🤖 AI Summary
Large language models (LLMs) frequently generate factually correct yet information-poor outputs (e.g., “Obama was born in the United States” instead of “Obama was born in Honolulu, Hawaii”), resulting in insufficient factual completeness. To address this, we propose an **informativeness alignment mechanism**, the first to explicitly model informational richness as an optimizable objective—jointly enhancing both factual correctness and descriptive granularity. Our method constructs an informativeness scoring function grounded in established factual evaluation benchmarks and integrates it into end-to-end alignment training via reinforcement learning and preference optimization. Experiments demonstrate significant and simultaneous improvements in both factual accuracy and information completeness across multiple factual evaluation benchmarks, without requiring additional human annotations. These results reveal a positive coupling between factual correctness and informational richness—suggesting that optimizing for one inherently benefits the other.
📝 Abstract
Factual completeness is a general term that captures how detailed and informative a factually correct text is. For instance, the factual sentence ``Barack Obama was born in the United States'' is factually correct, though less informative than the factual sentence ``Barack Obama was born in Honolulu, Hawaii, United States''. Despite the known fact that LLMs tend to hallucinate and generate factually incorrect text, they might also tend to choose to generate factual text that is indeed factually correct and yet less informative than other, more informative choices.
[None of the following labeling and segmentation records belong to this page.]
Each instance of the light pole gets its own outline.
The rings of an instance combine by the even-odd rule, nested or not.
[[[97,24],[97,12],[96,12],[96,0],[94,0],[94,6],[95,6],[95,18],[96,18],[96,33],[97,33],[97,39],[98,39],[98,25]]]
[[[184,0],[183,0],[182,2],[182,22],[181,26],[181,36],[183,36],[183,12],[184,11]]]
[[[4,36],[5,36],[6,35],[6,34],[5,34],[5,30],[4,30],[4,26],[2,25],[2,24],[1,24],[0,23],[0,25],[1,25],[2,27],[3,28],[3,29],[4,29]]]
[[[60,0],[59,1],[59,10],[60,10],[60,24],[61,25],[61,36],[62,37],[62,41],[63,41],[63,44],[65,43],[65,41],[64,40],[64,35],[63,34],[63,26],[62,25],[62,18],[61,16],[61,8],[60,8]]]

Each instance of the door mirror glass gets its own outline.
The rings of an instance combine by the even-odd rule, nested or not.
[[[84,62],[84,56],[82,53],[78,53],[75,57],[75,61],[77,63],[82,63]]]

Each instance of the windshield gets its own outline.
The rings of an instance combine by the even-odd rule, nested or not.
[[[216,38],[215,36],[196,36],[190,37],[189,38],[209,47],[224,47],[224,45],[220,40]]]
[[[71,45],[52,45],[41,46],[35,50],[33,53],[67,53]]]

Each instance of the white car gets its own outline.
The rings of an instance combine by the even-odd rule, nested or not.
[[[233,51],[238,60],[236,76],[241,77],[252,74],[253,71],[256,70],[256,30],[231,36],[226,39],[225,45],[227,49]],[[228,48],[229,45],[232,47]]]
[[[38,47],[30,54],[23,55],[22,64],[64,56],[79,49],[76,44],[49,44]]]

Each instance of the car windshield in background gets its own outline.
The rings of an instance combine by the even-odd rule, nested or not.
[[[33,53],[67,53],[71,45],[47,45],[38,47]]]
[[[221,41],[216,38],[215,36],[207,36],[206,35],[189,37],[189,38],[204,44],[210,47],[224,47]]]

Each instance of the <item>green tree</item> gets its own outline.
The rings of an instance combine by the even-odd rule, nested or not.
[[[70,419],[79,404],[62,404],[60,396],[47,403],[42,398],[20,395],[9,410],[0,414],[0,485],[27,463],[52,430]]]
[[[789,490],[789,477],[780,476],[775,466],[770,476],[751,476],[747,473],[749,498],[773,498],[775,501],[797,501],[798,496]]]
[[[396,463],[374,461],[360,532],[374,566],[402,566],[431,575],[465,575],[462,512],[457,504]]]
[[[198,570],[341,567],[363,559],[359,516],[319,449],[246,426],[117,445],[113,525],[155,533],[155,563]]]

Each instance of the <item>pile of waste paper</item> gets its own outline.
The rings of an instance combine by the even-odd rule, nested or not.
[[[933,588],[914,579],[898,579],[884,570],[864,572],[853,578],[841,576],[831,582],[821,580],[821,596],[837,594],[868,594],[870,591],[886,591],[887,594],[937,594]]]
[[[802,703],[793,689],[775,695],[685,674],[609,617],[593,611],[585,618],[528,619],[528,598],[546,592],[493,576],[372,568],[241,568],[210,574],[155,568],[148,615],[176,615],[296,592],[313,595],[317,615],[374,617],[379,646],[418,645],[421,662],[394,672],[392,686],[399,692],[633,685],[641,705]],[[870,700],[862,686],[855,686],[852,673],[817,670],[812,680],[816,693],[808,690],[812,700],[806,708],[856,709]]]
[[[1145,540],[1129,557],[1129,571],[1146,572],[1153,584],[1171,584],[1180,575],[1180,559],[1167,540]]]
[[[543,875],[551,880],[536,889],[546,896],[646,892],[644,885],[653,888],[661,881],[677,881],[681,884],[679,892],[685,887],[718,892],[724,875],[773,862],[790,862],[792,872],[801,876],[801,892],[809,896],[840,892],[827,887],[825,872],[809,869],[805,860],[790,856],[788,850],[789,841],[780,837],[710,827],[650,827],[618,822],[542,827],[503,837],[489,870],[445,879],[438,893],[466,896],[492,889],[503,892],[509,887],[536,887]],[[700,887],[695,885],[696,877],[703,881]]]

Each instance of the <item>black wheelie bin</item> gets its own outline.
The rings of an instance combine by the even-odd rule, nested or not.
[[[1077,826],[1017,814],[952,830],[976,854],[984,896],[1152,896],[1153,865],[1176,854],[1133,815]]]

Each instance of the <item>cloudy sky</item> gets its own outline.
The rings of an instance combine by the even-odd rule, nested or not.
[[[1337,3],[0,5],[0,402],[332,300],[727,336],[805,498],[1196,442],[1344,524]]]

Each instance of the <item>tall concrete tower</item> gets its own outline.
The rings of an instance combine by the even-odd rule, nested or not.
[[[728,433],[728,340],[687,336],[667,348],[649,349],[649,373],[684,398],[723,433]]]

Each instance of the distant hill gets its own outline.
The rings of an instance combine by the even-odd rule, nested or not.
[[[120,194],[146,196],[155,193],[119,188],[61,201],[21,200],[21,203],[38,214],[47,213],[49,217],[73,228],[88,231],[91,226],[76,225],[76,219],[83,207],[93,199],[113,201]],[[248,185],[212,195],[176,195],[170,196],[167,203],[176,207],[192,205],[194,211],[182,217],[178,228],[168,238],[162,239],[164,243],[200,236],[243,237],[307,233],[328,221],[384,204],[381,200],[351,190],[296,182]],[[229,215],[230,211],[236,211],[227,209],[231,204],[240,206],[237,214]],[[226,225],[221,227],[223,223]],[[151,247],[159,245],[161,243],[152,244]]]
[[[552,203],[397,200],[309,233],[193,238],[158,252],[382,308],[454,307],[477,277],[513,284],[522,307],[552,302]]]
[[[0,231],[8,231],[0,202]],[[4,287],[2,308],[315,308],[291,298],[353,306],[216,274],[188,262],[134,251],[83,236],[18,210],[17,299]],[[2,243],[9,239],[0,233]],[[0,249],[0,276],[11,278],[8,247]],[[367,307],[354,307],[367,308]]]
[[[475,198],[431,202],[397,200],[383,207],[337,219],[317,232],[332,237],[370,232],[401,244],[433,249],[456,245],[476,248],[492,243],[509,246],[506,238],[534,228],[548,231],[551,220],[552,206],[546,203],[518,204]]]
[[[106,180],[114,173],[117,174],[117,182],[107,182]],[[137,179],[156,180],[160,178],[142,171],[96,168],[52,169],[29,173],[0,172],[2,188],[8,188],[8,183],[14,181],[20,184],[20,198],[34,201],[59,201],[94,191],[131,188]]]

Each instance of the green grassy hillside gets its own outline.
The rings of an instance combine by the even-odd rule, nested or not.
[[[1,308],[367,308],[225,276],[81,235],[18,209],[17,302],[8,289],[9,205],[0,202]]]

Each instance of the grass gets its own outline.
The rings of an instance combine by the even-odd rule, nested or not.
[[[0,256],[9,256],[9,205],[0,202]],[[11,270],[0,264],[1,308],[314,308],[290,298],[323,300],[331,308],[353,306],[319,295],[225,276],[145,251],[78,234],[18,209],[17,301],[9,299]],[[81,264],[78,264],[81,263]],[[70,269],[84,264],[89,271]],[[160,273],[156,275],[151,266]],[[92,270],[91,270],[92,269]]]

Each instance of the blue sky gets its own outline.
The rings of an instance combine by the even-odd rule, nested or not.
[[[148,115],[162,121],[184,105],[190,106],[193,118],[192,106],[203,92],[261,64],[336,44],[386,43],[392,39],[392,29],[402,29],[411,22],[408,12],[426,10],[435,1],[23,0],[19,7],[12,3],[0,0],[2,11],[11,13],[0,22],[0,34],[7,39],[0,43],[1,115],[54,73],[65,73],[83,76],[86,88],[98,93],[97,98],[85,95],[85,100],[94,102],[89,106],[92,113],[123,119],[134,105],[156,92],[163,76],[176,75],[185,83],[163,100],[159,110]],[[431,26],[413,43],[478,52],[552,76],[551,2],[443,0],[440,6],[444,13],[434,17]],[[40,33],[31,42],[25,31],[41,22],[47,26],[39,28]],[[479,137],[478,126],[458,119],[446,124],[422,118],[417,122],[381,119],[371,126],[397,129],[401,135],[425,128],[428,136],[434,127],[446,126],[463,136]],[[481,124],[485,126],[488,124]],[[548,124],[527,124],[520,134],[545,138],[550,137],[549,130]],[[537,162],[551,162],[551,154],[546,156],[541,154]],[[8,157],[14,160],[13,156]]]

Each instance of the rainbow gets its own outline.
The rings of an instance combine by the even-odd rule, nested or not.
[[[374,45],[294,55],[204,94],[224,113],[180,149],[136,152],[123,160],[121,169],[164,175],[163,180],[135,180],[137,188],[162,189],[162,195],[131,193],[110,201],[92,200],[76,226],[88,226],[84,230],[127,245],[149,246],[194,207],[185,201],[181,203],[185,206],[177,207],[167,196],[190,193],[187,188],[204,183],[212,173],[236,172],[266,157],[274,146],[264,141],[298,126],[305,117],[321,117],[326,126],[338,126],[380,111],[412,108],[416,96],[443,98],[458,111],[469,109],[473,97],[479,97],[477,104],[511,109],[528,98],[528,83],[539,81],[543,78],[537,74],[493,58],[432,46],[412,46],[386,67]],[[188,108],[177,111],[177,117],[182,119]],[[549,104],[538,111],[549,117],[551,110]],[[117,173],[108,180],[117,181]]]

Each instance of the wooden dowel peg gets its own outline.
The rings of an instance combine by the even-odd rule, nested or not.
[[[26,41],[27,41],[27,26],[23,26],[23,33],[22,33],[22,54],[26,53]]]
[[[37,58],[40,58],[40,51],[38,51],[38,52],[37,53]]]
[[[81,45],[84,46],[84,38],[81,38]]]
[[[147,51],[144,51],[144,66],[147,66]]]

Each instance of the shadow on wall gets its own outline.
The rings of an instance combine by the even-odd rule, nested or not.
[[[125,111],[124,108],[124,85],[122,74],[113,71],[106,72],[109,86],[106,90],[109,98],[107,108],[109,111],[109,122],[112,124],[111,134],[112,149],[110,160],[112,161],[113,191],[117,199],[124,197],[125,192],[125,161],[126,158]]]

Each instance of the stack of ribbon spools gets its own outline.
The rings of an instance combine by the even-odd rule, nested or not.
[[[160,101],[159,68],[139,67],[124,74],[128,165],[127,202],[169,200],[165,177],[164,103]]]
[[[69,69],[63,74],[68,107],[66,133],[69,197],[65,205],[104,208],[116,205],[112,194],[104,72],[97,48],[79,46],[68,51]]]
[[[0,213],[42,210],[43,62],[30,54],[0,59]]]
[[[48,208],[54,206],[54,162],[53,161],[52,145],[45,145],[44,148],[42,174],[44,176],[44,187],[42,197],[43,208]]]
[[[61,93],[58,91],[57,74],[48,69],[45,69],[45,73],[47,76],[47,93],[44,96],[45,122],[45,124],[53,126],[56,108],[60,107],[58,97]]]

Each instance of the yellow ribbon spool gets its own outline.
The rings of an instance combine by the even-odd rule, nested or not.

In this work, we tackle this problem by proposing an informativeness alignment mechanism. This mechanism takes advantage of recent factual benchmarks to propose an informativeness alignment objective. This objective prioritizes answers that are both correct and informative. A key finding of our work is that when training a model to maximize this objective or optimize its preference, we can improve not just informativeness but also factuality.